How do use a groupby to do a sliding window for a calculation in Pandas? Imagine I have a dataframe that looks like this:
df = pd.DataFrame({'type': ['A', 'A', 'A', 'A', 'B', 'B', 'B', 'B'], 'data': [1,10,2,4,3,4,5,6]})
df
type data
0 A 1
1 A 10
2 A 2
3 A 4
4 B 3
5 B 4
6 B 5
7 B 6
and for every type
in the dataframe I want to determine the standard deviation between the 1st and 3rd row (and only those, ignoring the data in row 2), on a sliding scale.

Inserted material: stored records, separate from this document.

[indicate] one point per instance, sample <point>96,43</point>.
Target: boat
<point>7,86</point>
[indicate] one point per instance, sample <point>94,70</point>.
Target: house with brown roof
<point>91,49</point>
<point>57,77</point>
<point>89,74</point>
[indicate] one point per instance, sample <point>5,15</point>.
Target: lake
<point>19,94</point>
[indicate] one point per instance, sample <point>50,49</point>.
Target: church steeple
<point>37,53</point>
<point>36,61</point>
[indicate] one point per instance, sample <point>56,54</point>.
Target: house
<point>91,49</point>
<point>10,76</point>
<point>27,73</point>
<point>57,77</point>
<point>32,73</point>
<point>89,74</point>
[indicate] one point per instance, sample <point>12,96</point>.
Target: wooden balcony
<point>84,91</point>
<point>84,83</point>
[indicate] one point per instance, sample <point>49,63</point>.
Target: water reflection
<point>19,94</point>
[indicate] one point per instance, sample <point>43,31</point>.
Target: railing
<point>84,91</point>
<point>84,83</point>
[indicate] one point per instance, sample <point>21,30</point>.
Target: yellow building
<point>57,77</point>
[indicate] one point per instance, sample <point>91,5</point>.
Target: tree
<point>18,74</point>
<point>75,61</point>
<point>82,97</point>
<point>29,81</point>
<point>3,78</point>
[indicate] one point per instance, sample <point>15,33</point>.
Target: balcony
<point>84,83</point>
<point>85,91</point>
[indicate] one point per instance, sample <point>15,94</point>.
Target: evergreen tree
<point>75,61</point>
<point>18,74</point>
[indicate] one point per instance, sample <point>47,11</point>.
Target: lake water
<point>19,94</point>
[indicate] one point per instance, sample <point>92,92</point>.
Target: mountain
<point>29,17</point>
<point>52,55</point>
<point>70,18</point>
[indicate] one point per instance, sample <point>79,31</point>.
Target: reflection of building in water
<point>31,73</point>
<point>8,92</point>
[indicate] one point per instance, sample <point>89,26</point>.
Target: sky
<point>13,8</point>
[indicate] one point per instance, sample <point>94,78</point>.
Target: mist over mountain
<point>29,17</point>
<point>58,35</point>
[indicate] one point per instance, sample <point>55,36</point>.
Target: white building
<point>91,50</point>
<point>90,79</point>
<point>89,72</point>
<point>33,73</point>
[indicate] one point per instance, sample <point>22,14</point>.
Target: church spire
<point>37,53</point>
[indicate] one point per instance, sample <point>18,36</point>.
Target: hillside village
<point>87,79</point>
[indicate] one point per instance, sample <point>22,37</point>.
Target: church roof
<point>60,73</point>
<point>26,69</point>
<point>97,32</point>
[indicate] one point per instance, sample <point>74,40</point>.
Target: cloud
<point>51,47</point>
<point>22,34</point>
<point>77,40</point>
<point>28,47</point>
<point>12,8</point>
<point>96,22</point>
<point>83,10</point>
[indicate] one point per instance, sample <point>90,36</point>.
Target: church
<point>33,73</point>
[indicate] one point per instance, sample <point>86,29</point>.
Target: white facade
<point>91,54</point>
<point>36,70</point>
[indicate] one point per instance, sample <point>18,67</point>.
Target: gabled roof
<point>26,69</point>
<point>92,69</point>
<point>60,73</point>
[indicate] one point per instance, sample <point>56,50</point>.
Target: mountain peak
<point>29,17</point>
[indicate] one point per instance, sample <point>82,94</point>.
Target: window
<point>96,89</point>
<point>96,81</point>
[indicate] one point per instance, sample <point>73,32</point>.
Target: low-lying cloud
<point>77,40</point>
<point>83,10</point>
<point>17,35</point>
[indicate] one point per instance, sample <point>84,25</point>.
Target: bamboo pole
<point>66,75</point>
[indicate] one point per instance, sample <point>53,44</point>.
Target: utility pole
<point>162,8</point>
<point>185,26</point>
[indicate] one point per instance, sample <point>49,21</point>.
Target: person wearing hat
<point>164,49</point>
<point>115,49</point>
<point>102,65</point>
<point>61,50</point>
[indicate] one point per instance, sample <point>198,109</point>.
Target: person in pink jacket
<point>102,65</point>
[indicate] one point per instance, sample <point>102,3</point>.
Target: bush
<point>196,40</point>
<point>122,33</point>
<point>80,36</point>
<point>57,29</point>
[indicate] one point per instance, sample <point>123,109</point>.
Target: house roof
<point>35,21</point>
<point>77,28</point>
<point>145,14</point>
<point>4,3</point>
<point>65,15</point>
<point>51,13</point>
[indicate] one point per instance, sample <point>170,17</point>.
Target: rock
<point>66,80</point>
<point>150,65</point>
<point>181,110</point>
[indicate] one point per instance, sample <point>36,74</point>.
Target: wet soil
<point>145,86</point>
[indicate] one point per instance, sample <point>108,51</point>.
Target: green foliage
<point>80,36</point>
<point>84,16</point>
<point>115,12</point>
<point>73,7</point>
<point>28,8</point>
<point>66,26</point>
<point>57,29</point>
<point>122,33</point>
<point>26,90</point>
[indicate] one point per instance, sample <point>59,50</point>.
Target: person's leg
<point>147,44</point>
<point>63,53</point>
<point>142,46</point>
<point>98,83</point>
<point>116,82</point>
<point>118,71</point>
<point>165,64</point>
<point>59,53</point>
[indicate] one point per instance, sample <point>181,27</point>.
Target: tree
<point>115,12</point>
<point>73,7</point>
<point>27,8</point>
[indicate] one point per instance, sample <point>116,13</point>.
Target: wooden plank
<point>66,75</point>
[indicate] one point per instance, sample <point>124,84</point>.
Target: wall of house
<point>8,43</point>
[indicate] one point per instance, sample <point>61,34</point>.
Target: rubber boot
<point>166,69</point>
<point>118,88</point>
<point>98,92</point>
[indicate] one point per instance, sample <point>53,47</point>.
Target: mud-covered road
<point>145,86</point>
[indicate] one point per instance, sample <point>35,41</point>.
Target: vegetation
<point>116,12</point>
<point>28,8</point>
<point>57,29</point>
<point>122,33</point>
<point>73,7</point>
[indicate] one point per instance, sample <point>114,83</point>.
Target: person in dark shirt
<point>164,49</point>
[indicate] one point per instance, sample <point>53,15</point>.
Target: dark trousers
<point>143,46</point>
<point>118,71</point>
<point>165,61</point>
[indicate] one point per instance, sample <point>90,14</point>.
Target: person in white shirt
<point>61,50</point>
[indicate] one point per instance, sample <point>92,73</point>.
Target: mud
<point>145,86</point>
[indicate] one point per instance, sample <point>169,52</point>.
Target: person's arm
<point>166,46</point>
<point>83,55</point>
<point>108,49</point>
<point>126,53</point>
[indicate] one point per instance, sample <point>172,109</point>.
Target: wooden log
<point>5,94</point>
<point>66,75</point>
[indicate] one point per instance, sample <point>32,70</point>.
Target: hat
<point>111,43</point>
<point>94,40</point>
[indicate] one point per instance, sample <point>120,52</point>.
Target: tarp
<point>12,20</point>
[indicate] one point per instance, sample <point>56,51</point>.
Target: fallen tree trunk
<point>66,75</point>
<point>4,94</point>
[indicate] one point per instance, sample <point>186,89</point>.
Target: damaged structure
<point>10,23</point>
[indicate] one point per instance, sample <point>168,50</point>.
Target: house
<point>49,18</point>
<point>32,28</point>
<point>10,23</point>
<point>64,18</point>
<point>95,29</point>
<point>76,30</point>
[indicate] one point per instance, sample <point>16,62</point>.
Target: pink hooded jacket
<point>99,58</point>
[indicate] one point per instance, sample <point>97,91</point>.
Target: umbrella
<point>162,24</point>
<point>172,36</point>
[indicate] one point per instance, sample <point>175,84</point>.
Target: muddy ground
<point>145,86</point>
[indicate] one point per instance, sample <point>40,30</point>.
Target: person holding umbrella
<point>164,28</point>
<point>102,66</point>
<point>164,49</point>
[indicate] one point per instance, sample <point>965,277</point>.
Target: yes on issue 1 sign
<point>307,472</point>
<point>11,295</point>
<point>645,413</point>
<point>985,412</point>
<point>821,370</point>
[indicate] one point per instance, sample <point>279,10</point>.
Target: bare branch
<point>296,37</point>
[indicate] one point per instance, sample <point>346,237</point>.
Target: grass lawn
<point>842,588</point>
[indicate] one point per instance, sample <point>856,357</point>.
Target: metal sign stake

This means for the A's I'd want to use these rows to find the first std dev:
type data
0 A 1 <----
1 A 10
2 A 2 <----
3 A 4
then on these:
type data
0 A 1
1 A 10 <----
2 A 2
3 A 4 <----
and so on, repeated for the other types in this example. You can assume that there are a lot more than 4 types and more than 4 rows for each type. Is there a way to do something like this with groupby? I know this is doable with iloc
, but I was hoping there was a more elegant and standard way with groupby or some other pandas function. I'm hoping there is something like this that will work . . .
df.groupby(df.type).sliding_window(slide=2).std()
EDIT: It seems rolling will not work. I want ONLY the endpoints used for std()
, not the whole window. As an example, the first calculation should be std([1, 2])
because we'll be looking at index 0 and 2 exclusively and ignoring the value in index 1.